Let us look at the details. A three-day-old human embryo is a collection of 150 cells called a blastocyst. There are, for the sake of comparison, more then 100,000 cells in the brain of a fly. The human embryos that are destroyed in stem cell research do not have brains, or even neurons. Consequently, there is no reason to believe they can suffer their destruction in any way at all. It is worth remembering, in this context, that when a person's brain has died, we currently deem it acceptable to harvest his organs (Provided he has donated them for this purpose) and bury him in the ground. If it is acceptable to treat a person whose brain has died as something less than a
human being, it should be acceptable to treat a blastocyst as such. If you are concerned about the suffering in this universe, killing a fly should present you with greater moral difficulties then killing a human blastocyst.
Perhaps you think that the crucial difference between a fly and a human blastocyst is to be found in the latter's potential to become a fully developed human being. But almost every cell in your body is a potential to become a fully developed human being, given our recent advances in genetic engineering. Everyone time you scratch your nose, you have committed a Holocaust of potential human beings. This is a fact. The argument from a cell's potential gets you absolutly nowhere.
But let us assume, for the moment, that every three day old human embryo has a soul worthy of our moral concern. Embryos at this stage occasionally splint, becoming separate people (Identical twins). Is this a case of one soul splitting into two? Two embryos sometimes fuse into a single individual called a Chimera. You or someone you know may have developed in this way. No doubt theologians are strugging even now to determine what becomes of the extra human soul in such case.
Isn't it time we admitted that this arithmetic of souls does not make any sense?? The naive idea of souls in a petri dish is intellectually indefensible. It also is morally indefensible, given that it now stands in the way of some of the most promising research in the history of medicine. Your beliefs are about the human soul are, at this very moment, prolonging the scarcely endurable misery of tens of millions of human beings.
You believe that "Life starts at the moment of conception". You believe that there are souls in each of these blastocyst and that the interest of one soul--the soul of a little girl with burns over 75 percent of her body, say--cannot trump the interest of another soul, even if that soul happends to live inside a petri dish. Givin the accommodations we have made to faith-based irrationality in our public discourse, it is often suggested, even by advocates of stemcell research that your position on this matter has some ddegree of moral legitimacy. It does not. Your resistance to embryonic stem cell research is, at best, uninformed. There is, in fact, no moral reason for our federal government's unwillingness to fund this work. We should throw immense resources into stem-cell research, and we should do so immediatly. Because of what Christians like yourself believe about souls, we are not doing this. In fact, several states have made such work illegal. If one experiments on a blastocyst in South Dakota, for instance, one risk spending years in prison.

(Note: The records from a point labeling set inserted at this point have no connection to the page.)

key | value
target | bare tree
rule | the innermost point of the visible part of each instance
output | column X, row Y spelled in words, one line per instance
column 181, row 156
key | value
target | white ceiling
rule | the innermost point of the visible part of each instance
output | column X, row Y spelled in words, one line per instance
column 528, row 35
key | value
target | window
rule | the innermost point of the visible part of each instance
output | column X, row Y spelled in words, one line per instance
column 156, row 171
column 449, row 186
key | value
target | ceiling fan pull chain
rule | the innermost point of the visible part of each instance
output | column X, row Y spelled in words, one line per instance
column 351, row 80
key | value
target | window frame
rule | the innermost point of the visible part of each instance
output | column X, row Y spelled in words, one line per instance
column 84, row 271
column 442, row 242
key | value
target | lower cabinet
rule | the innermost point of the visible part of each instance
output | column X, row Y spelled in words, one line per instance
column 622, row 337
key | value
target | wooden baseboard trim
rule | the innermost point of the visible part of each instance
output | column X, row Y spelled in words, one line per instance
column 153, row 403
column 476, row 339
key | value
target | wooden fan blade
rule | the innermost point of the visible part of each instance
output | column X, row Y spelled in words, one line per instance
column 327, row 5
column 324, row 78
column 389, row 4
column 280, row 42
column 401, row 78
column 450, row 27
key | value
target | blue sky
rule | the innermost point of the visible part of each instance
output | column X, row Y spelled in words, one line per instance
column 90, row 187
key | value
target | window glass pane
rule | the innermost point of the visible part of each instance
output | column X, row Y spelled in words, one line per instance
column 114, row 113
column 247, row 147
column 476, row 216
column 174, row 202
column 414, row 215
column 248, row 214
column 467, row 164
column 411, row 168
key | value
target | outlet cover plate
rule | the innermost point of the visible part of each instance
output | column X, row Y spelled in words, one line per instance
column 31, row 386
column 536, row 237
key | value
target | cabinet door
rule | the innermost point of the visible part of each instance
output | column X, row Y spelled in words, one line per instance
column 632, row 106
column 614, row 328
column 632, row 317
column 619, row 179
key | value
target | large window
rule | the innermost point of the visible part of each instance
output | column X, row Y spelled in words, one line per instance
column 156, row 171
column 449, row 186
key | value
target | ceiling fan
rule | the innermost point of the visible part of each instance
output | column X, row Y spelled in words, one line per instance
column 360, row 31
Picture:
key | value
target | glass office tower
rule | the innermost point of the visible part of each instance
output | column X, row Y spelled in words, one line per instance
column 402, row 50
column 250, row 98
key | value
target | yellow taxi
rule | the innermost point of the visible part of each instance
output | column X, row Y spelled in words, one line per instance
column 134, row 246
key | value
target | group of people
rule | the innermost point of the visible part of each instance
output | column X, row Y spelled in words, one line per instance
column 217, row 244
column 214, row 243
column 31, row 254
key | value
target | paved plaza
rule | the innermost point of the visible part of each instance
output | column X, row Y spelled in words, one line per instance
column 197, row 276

The moral truth here is the obvious: anyone who feels that the interest of a blastocyst just might supersede the interest of a child with a spinal cord injury has had his moral sense blinded by religious metaphysics. The link between religion and "morality"--so regularly proclaimed and so seldom demonstrated--is fully belied here, as it is wherever religious dogma supersedes moral reasoning and genuine compassion.
I was a bit off on the numbers of a cell and the fly brain, my bad.